The mechanism in which opponents roll into planted ankles can lead to a variety of inversion/eversion injuries, including ankle fractures, subtalar dislocations, and Jones fractures of the fifth metatarsal base. Ankle ligament sprains are common; not all of the soft tissue injuries should be considered benign. Injury to the deltoid ligament or syndesmotic ligament severely compromises ankle stability; complete tears may require operative treatment.
"Turf toe" is a catchall term for a variety of common, related conditions that may result from hyperdorsiflexion at the first metatarsophalangeal (MTP) joint. A variety of injuries at the base of the great toe have been implicated, including tearing of the joint capsule from the metatarsal head, avulsion or damage to the plantar plate, and an osteochondral injury. Acutely, turf toe is associated with subluxation or dislocation of the first MTP joint and sesamoid fractures. Interposed soft tissues may hinder closed treatment. In the long term, hallux rigidus with loss of motion at the MTP joint is a common sequela.
Injury prevention requires a team effort that starts with coaches,who are instrumental in teaching proper tackling and blocking techniques to avoid unnecessary harm. Trainers contribute to prevention by emphasizing proper stretching,warm up, and cool-down regimens before and after each practice and game and during halftime. For more on prevention, see the Box, "Football injury prevention Xs and Os," below.
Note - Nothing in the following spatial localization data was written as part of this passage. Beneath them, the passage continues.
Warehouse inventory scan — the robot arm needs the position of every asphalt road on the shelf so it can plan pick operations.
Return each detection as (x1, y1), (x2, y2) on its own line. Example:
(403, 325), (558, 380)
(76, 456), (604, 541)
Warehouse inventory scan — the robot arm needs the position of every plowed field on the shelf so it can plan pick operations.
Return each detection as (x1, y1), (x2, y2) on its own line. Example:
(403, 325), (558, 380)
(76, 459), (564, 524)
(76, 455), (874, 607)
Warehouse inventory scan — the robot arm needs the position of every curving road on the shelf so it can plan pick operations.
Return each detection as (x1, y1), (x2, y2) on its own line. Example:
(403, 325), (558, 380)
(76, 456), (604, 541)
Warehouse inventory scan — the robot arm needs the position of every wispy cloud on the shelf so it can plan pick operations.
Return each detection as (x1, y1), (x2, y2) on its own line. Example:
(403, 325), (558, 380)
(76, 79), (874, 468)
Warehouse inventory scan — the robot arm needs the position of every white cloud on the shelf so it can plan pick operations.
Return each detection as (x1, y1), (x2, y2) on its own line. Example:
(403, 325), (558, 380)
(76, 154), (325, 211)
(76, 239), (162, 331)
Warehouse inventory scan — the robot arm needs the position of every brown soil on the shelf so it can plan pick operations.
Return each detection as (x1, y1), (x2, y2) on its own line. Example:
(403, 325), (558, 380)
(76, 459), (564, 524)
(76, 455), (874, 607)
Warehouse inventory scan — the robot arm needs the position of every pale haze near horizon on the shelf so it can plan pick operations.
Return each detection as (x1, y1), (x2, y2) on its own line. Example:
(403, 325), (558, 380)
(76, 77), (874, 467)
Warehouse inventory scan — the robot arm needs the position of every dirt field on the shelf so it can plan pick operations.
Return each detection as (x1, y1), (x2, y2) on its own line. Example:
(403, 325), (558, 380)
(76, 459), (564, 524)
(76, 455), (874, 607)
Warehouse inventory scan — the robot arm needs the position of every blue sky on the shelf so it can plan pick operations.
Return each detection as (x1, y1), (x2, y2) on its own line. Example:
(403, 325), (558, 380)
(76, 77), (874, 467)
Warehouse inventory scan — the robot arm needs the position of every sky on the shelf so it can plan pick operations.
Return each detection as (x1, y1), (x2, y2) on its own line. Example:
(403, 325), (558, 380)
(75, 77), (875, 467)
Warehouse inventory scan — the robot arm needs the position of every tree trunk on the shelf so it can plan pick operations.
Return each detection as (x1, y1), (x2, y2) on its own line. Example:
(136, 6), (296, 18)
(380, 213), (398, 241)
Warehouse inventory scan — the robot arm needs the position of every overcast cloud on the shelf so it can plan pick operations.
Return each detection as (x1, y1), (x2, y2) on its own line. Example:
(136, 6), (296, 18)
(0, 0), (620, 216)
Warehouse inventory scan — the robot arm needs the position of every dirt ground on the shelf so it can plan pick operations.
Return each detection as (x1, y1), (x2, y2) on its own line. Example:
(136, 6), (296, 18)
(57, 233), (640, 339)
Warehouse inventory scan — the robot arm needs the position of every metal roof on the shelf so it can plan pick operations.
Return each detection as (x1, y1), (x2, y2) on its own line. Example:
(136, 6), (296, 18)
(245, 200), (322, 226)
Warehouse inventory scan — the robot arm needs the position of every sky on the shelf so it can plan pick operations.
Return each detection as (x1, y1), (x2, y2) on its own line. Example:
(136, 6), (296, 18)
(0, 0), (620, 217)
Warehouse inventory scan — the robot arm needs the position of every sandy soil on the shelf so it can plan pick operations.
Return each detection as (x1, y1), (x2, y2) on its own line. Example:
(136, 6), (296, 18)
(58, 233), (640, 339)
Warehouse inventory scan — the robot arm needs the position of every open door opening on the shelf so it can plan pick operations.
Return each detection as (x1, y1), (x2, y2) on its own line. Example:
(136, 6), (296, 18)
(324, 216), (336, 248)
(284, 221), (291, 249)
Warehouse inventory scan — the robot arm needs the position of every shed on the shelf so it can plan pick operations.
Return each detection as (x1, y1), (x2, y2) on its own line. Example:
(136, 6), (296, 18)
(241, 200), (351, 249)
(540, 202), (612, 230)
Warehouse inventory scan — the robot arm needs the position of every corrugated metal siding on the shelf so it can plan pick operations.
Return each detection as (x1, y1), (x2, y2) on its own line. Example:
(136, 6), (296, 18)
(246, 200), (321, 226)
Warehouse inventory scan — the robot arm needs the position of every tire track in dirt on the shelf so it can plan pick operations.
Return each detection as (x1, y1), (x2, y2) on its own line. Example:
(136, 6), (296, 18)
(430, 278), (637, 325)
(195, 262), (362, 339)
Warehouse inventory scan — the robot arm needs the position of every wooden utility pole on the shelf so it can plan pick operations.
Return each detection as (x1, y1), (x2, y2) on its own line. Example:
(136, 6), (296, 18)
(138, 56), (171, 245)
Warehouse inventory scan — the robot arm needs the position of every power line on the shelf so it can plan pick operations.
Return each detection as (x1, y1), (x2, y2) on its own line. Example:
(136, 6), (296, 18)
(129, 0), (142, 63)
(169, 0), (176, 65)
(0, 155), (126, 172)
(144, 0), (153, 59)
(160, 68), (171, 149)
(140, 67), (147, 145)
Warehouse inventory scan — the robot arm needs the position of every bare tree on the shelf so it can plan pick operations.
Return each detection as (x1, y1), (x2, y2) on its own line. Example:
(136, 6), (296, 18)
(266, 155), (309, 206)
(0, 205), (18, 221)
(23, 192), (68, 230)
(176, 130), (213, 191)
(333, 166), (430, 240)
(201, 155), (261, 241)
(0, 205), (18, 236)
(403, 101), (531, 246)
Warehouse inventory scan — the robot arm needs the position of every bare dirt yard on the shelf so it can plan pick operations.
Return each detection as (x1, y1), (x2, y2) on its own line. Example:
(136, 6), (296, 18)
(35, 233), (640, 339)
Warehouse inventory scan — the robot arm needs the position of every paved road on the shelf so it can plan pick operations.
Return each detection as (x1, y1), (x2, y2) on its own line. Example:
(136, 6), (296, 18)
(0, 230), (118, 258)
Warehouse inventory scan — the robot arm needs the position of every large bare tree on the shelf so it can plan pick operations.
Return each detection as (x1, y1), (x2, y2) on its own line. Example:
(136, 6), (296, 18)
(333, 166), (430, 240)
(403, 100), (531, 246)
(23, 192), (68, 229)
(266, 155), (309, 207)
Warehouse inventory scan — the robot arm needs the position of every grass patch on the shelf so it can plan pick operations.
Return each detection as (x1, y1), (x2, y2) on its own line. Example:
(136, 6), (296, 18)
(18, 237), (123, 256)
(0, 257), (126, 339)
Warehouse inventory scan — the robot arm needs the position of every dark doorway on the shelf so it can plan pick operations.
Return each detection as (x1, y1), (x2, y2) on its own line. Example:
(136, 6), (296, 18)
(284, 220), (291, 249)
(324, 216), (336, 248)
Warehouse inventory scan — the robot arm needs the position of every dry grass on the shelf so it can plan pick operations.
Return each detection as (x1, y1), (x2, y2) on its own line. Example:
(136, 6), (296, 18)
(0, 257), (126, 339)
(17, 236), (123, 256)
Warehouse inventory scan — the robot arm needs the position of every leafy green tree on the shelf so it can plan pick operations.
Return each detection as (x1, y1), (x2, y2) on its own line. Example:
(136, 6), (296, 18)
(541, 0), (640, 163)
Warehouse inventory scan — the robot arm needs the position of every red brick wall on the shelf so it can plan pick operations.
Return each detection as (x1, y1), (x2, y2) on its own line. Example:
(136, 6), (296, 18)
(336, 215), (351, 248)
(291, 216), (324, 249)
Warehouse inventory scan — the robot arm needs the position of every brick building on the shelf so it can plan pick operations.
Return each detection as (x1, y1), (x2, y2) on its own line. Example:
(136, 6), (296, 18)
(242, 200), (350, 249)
Football injury prevention Xs and Os
Research into injury epidemiology and mechanisms has led to the development of practical solutions for injury prevention in football. They include the use of proper equipment, training regimens, and playing surfaces; rule changes; and secondary prevention.
Properly fitting and well-maintained helmets and padding are key to injury prevention. Prophylactic knee bracing may reduce the incidence of medial collateral ligament injuries in linemen, but it has no observable effect in players at other positions.6 Performance of neck rolls and use of supports, in addition to a training program of neck strengthening, reduce the incidence of cervical spine injuries in linebackers.1
The interaction of player and playing surface also plays a big role in injury prevention. Aggressive wearing of "edge-style" cleats has been correlated with a higher incidence of knee injuries7; prewetting artificial surfaces can lower the coefficient of friction and is thought to decrease the rate of lower extremity injuries.1
Rule changes within the past few decades also have made a positive impact. The "spearing" tackle, in which a player initiates contact with his helmet, was banned in 1976, leading to a dramatic decrease in the number of cervical spine injuries.8,9 In 1979, the use of broken or inadequate equipment or pads was outlawed and the "chop block" and tackling by taking an opponent's knees out became illegal. In another rule change designed for safety, plays are signaled "dead" when the offensive player with the ball is clearly in the grasp of the defense.
Athletes have the highest rate of aggravating a previous injury or sustaining a new injury when they first return to play after a period of recuperation. To decrease the injury rate on athletes' return to play, physicians should make sure that patients have equivalent strength and flexibility, with minimal to no pain, when the injured limb is compared with the contralateral limb.